Anti-pullout protesters blocked a major highway
near Tel Aviv, disrupted an Israeli army graduation ceremony for new officers,
and tried to march on a highly sensitive religious site in Jerusalem this week.
The three protest actions were launched in just three days by opponents of Prime
Minister Ariel Sharon's plan to evacuate all 21 settlements in the Gaza Strip
and four in the northern West Bank.
At this rate, when the time for withdrawal rolls up late July, the country
will have been paralyzed by the anti-withdrawal camp spearheaded by Jewish settlers.
That is precisely their plan. A group of ultra-nationalist Jews announced recently
that they would bring thousands of people to a disputed religious site holy
to both Jews and Muslims in the Old City of Jerusalem. Police deployed some
3,000 officers in the area this week to keep the group away from the site and
to head off the possibility of violent confrontations with thousands of Palestinians
who had gathered to wait for them.
In the end, only a few dozen demonstrators turned up. But while the protest
was a failure in numeric terms, it was a success in strategic terms the small
number of protesters had forced the police to deploy in large numbers to ensure
there was no flare-up.
Organizers of the event called it a trial run: come the withdrawal from Gaza,
opponents of Sharon's plan have said they will carry out acts of protest and
civil disobedience across Israel including the blocking of major traffic
intersections in an effort to divert Israeli security forces away from
dismantling settlements.
Police minister Gideon Ezra conceded that the protesters in Jerusalem had succeeded
in tying up the security forces. We've got around 3,000 (police) from
all around the country brought into Jerusalem, instead of doing what they have
to do in other places, he said. During a recent trip to the United States,
Sharon said in a television interview that the atmosphere in Israel was like
the eve of a civil war.
Sharon plans to break settler resistance before the withdrawal begins by getting
residents in settlements slated for evacuation to accept compensation and relocate
in Israel proper. He has already met with some prominent settler figures from
Gaza about relocating en masse to a coastal area north of the Strip.

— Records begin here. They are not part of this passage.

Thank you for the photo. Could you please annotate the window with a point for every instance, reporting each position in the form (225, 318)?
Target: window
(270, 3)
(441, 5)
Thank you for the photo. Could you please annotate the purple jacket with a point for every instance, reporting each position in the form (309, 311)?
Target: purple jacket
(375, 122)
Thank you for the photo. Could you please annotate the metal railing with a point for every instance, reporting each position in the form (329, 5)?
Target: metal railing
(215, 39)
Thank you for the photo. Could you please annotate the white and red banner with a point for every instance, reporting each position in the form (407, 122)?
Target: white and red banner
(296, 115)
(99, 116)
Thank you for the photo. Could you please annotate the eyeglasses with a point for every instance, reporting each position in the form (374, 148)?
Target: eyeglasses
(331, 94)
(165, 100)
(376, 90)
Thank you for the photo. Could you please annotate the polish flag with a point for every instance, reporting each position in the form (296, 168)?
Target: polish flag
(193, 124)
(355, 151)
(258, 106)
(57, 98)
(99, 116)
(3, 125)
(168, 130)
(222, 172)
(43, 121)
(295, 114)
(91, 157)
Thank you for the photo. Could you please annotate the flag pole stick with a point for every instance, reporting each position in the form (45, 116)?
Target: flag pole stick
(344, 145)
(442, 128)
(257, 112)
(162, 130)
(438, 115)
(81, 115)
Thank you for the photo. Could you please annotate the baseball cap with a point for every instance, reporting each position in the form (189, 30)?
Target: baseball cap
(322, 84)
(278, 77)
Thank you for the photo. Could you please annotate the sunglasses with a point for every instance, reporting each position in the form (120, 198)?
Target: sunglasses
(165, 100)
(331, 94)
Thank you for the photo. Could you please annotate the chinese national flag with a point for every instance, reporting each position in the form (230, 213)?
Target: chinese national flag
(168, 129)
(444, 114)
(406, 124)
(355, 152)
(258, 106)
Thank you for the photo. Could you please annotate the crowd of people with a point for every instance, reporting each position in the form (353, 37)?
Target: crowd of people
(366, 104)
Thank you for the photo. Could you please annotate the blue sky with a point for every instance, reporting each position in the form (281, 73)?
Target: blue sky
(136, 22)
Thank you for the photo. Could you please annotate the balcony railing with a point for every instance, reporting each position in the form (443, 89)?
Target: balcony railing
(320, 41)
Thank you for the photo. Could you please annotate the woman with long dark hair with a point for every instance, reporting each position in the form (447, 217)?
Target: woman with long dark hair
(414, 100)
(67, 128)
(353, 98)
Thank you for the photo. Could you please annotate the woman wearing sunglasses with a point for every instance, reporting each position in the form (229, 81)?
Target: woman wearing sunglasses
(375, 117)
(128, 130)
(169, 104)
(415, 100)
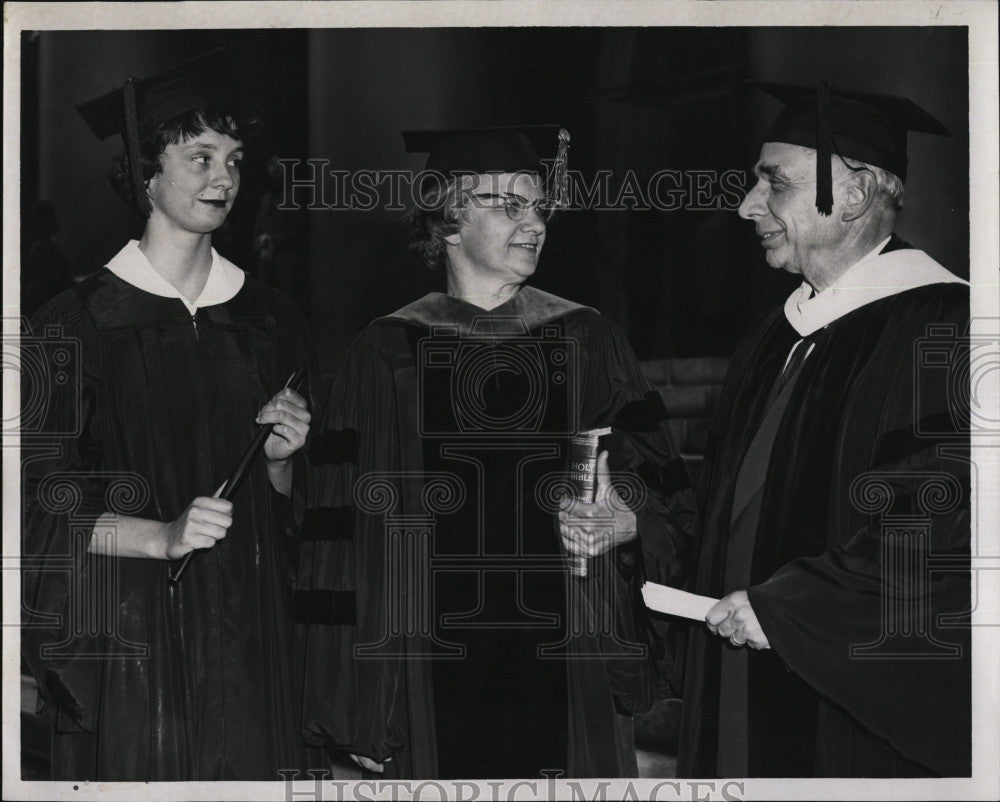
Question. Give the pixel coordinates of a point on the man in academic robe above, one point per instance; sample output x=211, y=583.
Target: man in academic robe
x=442, y=635
x=837, y=516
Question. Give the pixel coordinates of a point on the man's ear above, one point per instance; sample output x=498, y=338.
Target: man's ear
x=859, y=195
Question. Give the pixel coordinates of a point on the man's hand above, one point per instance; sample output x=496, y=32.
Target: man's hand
x=732, y=617
x=592, y=529
x=290, y=416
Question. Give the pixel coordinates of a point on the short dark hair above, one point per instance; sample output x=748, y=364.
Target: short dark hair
x=153, y=142
x=438, y=215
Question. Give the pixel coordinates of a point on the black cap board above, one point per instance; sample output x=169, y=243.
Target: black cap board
x=508, y=149
x=860, y=126
x=206, y=81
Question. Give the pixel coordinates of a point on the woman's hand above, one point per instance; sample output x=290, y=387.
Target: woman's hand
x=203, y=524
x=592, y=529
x=290, y=416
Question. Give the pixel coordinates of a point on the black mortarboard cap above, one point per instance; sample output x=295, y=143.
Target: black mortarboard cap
x=509, y=149
x=860, y=126
x=206, y=81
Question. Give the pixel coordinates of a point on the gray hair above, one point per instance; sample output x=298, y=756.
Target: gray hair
x=888, y=186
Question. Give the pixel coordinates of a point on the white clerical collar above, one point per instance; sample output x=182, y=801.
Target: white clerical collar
x=224, y=278
x=877, y=275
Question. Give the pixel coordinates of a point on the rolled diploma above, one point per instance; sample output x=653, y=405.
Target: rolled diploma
x=676, y=602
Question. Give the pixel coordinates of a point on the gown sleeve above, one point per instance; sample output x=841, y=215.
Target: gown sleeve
x=865, y=623
x=340, y=596
x=63, y=494
x=653, y=480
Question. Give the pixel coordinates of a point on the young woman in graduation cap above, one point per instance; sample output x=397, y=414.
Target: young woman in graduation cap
x=182, y=358
x=463, y=648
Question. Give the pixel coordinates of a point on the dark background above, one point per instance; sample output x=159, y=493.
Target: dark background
x=682, y=283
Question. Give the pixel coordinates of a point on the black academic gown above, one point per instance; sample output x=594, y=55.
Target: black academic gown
x=867, y=468
x=137, y=408
x=445, y=441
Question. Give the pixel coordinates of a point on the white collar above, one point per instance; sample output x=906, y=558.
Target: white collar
x=877, y=275
x=224, y=278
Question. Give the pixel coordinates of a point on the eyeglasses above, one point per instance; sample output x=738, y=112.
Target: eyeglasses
x=517, y=207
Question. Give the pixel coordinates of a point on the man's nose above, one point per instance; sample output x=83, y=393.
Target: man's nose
x=753, y=204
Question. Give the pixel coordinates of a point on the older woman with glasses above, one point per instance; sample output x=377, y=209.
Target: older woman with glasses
x=444, y=632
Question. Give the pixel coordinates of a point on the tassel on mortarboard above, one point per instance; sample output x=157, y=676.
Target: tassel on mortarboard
x=561, y=180
x=824, y=151
x=134, y=152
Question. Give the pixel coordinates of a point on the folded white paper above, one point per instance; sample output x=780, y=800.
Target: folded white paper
x=676, y=602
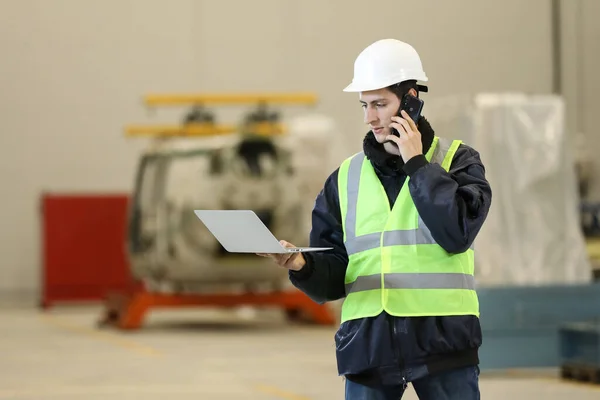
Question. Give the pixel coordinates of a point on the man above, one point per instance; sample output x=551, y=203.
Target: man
x=401, y=216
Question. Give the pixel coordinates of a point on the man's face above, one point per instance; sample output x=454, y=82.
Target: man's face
x=379, y=107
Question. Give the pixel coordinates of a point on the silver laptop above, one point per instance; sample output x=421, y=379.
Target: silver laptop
x=241, y=231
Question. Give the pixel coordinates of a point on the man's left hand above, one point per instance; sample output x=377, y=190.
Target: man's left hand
x=409, y=143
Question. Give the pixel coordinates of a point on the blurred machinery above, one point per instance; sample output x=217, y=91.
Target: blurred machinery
x=201, y=164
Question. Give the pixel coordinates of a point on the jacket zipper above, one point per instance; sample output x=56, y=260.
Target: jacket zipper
x=397, y=353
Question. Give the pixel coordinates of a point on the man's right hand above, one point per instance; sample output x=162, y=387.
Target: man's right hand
x=291, y=261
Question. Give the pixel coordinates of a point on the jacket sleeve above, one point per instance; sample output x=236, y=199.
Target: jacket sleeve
x=453, y=204
x=322, y=278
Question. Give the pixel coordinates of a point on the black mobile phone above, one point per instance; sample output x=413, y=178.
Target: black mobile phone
x=413, y=107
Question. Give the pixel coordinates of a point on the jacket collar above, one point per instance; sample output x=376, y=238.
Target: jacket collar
x=390, y=164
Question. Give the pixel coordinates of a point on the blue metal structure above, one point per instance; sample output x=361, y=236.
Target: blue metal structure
x=521, y=324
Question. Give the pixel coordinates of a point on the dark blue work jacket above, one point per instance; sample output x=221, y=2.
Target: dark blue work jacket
x=386, y=349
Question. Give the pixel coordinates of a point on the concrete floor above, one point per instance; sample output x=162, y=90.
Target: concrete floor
x=194, y=355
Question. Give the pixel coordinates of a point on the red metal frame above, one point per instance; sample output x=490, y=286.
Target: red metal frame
x=83, y=240
x=127, y=309
x=84, y=259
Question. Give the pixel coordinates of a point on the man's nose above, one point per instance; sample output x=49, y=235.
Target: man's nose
x=370, y=115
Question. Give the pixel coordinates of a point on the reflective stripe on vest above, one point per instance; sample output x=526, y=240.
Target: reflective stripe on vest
x=355, y=244
x=411, y=275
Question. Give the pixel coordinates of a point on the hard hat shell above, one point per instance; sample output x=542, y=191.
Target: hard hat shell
x=384, y=63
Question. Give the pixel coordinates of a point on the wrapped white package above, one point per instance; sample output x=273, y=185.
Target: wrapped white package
x=532, y=235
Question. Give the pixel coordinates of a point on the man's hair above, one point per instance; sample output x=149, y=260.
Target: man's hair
x=400, y=89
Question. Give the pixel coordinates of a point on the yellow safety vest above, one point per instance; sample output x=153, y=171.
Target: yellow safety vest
x=395, y=265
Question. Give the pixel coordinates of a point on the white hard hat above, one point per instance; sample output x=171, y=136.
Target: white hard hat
x=384, y=63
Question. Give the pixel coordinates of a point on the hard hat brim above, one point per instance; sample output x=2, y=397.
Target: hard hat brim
x=364, y=87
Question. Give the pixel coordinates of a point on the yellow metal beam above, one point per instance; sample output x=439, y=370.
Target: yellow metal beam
x=230, y=99
x=180, y=130
x=198, y=129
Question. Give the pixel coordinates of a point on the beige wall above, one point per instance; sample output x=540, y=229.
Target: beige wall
x=72, y=74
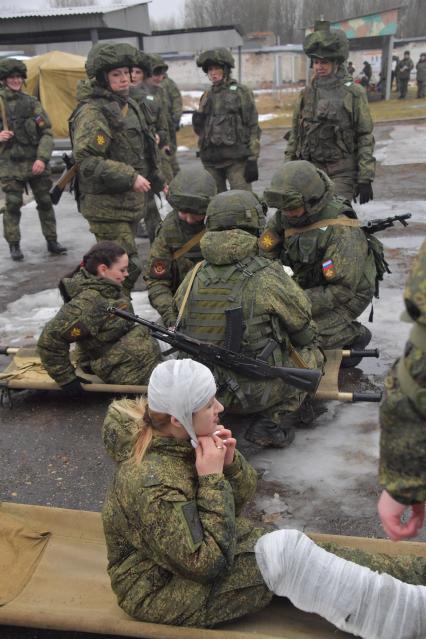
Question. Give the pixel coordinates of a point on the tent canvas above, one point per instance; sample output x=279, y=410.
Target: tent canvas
x=53, y=79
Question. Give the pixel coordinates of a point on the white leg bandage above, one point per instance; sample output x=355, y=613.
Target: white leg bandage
x=352, y=597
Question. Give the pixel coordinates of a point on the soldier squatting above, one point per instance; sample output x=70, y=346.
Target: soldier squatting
x=215, y=273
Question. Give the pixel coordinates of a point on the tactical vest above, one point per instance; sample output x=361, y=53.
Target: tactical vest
x=225, y=133
x=326, y=128
x=216, y=291
x=21, y=115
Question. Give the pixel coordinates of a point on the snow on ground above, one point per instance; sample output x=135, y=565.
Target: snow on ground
x=407, y=145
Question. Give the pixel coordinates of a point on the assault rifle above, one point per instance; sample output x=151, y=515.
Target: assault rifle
x=305, y=379
x=67, y=177
x=374, y=226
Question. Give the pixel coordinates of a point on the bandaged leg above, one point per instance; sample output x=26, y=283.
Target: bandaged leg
x=352, y=597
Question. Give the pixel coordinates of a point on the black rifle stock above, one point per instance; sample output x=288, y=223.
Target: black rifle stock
x=305, y=379
x=380, y=224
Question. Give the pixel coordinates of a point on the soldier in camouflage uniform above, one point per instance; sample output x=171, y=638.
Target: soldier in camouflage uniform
x=179, y=551
x=227, y=124
x=151, y=101
x=176, y=247
x=403, y=418
x=172, y=104
x=272, y=316
x=115, y=151
x=108, y=346
x=26, y=143
x=332, y=125
x=318, y=236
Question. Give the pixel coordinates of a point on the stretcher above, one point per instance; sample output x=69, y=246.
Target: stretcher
x=25, y=372
x=53, y=576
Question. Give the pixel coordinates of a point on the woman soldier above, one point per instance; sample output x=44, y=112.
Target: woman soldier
x=108, y=346
x=115, y=151
x=179, y=551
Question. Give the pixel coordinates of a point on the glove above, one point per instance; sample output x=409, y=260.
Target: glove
x=74, y=388
x=365, y=192
x=251, y=172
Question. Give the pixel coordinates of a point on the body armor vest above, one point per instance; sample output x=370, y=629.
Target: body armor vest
x=326, y=127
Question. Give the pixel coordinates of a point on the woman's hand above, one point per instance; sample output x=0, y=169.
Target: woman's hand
x=230, y=443
x=141, y=184
x=6, y=135
x=390, y=512
x=209, y=455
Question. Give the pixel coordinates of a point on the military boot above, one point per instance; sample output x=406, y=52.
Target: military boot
x=15, y=251
x=264, y=432
x=359, y=344
x=54, y=247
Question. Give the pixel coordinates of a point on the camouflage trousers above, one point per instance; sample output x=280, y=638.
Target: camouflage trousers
x=233, y=173
x=124, y=234
x=13, y=190
x=130, y=360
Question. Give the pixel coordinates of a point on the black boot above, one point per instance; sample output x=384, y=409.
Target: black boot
x=359, y=344
x=54, y=247
x=267, y=434
x=15, y=252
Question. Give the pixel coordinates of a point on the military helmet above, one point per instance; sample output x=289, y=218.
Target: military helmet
x=143, y=62
x=104, y=57
x=236, y=210
x=157, y=63
x=298, y=184
x=191, y=191
x=11, y=66
x=324, y=42
x=221, y=56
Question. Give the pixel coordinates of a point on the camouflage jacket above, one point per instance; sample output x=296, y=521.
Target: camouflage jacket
x=176, y=541
x=165, y=273
x=152, y=104
x=403, y=410
x=33, y=137
x=83, y=321
x=274, y=310
x=332, y=264
x=333, y=129
x=112, y=144
x=227, y=124
x=421, y=71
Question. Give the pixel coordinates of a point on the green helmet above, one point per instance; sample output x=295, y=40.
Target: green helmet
x=191, y=191
x=143, y=62
x=236, y=210
x=157, y=63
x=104, y=57
x=12, y=66
x=221, y=56
x=299, y=184
x=324, y=42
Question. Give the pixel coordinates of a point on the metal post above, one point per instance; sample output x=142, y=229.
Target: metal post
x=387, y=53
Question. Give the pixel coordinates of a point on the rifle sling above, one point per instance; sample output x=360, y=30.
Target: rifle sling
x=321, y=224
x=188, y=291
x=188, y=245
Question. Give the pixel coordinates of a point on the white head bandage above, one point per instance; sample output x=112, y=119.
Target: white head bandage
x=181, y=387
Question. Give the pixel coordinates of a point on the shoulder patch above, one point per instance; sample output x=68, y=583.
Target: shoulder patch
x=328, y=269
x=77, y=332
x=191, y=518
x=159, y=269
x=268, y=240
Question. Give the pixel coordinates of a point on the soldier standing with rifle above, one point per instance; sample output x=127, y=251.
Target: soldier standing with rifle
x=26, y=143
x=332, y=125
x=115, y=151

A growing number of Gaza settlers are talking compensation, but they want the
government to increase the sums being offered. Sharon will be encouraged by
the fact that for them the key issue is not to resist withdrawal but to find
ways to live normal lives once they have been relocated.
But that does not mean that all of about 7,000 settlers in Gaza are ready to
make Sharon's life easy. Some time before the pullout commences, the army is
planning to block all access points to the Strip to stop anti-withdrawal protesters
many from the West Bank which has more than 200,000 settlers.
The military hopes to complete the withdrawal in the space of a month, but
senior officers concede that if thousands of demonstrators do manage to outflank
them and reach the settlements, the operation will become considerably more
complicated and lengthy.
The police and the army have been training special units to deal with settlers
who refuse to leave their homes and who might even resist evacuation. Defense
minister Shaul Mofaz ordered the military this week to draw up a plan for the
collection of army-issued weapons from settlers to ensure that extremists do
not open fire on troops. He has also agreed that troops carrying out the evacuation
will be unarmed.
But the real threat to the withdrawal might not lie in Gaza. Former prime minister
Ehud Barak has spoken recently of a small group of extremists some of whom
are graduates of elite Israeli army units who might be planning to carry out
attacks to thwart the withdrawal.
One target is Sharon himself. In recent months his security has been beefed
up. Security around prime ministers has been tight already since a lone, far-right
assassin gunned down former prime minister Yitzhak Rabin about 10 years ago.
This week two demonstrators carrying signs saying "Jews don't expel Jews"
managed to get into a center between Jerusalem and Tel Aviv where an officers'
graduation ceremony was taking place. They came to within just a few meters
of chief of staff Lt. Gen. Moshe Ya'alon.
The security forces' greatest fear, though, centers on what is possibly the
most hotly disputed piece of real estate on the planet the holy site
in Jerusalem where far-right Jewish demonstrators gathered this week. For Muslims
it is the Haram al-Sharif (Noble Sanctuary) and it is their third holiest site.
The hilltop compound contains the al-Aqsa mosque and is the area from where
Muslims believe Mohammed ascended to heaven. For Jews it is the area where the
two biblical temples stood before they were destroyed, and it is their holiest
site.
The site has sparked bloodshed in the past. A visit by Ariel Sharon to the
compound in September 2000 when he was opposition leader led to violent confrontations
between Palestinians and Israeli security forces, which ultimately escalated
into the second Intifadah (Palestinian uprising). In the early 1980s, a group
of Jewish extremists plotted to blow up mosques there, but were caught in time.
For the Israeli security establishment this could bring the ultimate confrontation:
were extremists to succeed in harming the mosques, their actions would reverberate
throughout the Muslim world, and could precipitate regional violence that would
prevent the withdrawal from taking place.